Surrounded by white and green marble, not just the door but the whole church was something to behold on that cool early morning. That one moment formed a lifelong memory, every detail seared into my brain.

I remember roses. There is a small park across the street and I had stopped next to the roses which were everywhere, all in full bloom and the fragrance was intoxicating. Such a sweet aroma on the early morning air enveloping you so completely you breathed deep just for the pleasure of it.

That's when, looking up to see this tiny nun, the giant green doors really made their mark.

Lake Como, Italy.

Thank you teeny tiny nun. I will never forget you.

Italy is an artists dream, an architects delight and the artistic flair of master carvers, artisans and designers showcase some of the most beautiful green doors I have ever seen.

My green door love blossomed throughout the country as I found them by lakes, wandering streets, in hectic squares watching children chase pigeons and in quiet corridors as I explored never getting enough.

Sometimes they were found in colourful decorated surrounds like this Priests Residence in the small city of Como on the northern Italian lake. It's golds and pinks perfectly offsetting the intricate patterns studded into the door itself in such wonderful detailed designs.

Priests residence, Lake Como, northern Italy.

Other times, I found them surrounded by decadent white marble in all their carved glory. They adorned the holiest and oldest of Florences churches.

The doors themselves carved with holy beings and saints, priests and the blessings of men.

These huge doors are a work of art in themselves and only in Italy did I find my beloved green doors in such ornate opulence.

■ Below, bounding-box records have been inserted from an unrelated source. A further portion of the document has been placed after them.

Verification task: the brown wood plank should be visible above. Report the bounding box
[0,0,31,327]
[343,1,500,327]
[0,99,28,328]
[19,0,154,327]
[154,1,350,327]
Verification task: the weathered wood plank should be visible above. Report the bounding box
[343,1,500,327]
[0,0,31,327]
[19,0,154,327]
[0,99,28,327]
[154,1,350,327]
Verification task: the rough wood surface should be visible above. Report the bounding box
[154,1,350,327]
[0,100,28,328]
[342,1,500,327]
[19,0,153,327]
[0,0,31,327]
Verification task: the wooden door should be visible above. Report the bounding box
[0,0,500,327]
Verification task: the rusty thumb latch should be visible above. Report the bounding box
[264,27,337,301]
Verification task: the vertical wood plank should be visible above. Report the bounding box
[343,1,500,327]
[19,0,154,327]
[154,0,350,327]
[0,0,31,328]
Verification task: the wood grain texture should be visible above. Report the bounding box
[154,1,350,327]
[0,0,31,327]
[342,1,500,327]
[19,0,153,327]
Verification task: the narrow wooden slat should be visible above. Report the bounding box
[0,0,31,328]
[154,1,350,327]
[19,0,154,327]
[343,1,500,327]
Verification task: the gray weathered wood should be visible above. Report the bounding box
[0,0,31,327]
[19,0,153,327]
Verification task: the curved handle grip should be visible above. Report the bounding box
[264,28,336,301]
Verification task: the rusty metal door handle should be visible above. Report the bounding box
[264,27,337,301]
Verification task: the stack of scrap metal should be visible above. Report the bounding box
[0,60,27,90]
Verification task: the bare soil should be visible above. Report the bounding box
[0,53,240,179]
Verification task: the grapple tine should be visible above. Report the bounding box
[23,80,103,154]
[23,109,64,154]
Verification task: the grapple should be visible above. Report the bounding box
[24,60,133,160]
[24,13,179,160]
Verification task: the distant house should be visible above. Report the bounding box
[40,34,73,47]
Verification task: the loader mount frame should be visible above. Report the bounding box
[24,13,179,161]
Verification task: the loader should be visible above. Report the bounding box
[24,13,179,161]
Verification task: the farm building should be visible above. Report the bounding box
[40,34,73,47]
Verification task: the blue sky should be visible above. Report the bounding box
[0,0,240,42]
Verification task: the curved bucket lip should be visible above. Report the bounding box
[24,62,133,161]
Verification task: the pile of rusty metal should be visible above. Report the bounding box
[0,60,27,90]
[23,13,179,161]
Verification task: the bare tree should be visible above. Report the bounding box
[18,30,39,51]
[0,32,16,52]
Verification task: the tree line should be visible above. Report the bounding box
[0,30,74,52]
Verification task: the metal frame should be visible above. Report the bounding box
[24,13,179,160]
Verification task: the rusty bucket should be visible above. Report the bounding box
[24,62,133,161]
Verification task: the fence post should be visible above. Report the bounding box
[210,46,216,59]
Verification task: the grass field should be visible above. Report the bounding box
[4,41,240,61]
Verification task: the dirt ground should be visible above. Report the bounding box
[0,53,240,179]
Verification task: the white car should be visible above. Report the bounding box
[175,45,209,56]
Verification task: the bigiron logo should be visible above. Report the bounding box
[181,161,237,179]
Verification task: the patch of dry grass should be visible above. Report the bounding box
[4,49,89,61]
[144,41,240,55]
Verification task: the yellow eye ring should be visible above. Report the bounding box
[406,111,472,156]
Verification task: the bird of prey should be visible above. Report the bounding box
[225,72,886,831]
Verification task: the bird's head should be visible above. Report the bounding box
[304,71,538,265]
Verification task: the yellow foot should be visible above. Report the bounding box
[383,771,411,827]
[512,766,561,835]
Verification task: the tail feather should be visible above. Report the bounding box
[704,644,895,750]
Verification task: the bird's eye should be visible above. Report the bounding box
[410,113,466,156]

Every sense is amazed as you gaze upon such detailed artistry. You can stand there for hours, the noise of a thousand tourists jostling around you dying away as the intricate patterns and designs unfolding before your eyes is a holy experience for any art lover. It's overwhelming. Well at least it was for me anyway, I'd never seen anything remotely like it before. Such wealth.

Weathered old green door.

But they don't have to be fancy.

I love all the green doors in all the countries of my travels. I fell in love with this battered old wooden green door, it's weathered look and faded paint wormed it's way into my heart.

More beautiful to me than a freshly painted lacquered door, it's a door of time. Of family. Of a home full of use with it's inhabitants comings and goings.

It tells a story. I love thinking of it's story, of it's big busy family inside always coming in through the right hand side rain, hail or shine. Oh, the things it must have seen. Teenage heartbreaks, milestone birthdays like sweet sixteens and twenty firsts. Parties, celebrations, friends, lovers, fights. Life.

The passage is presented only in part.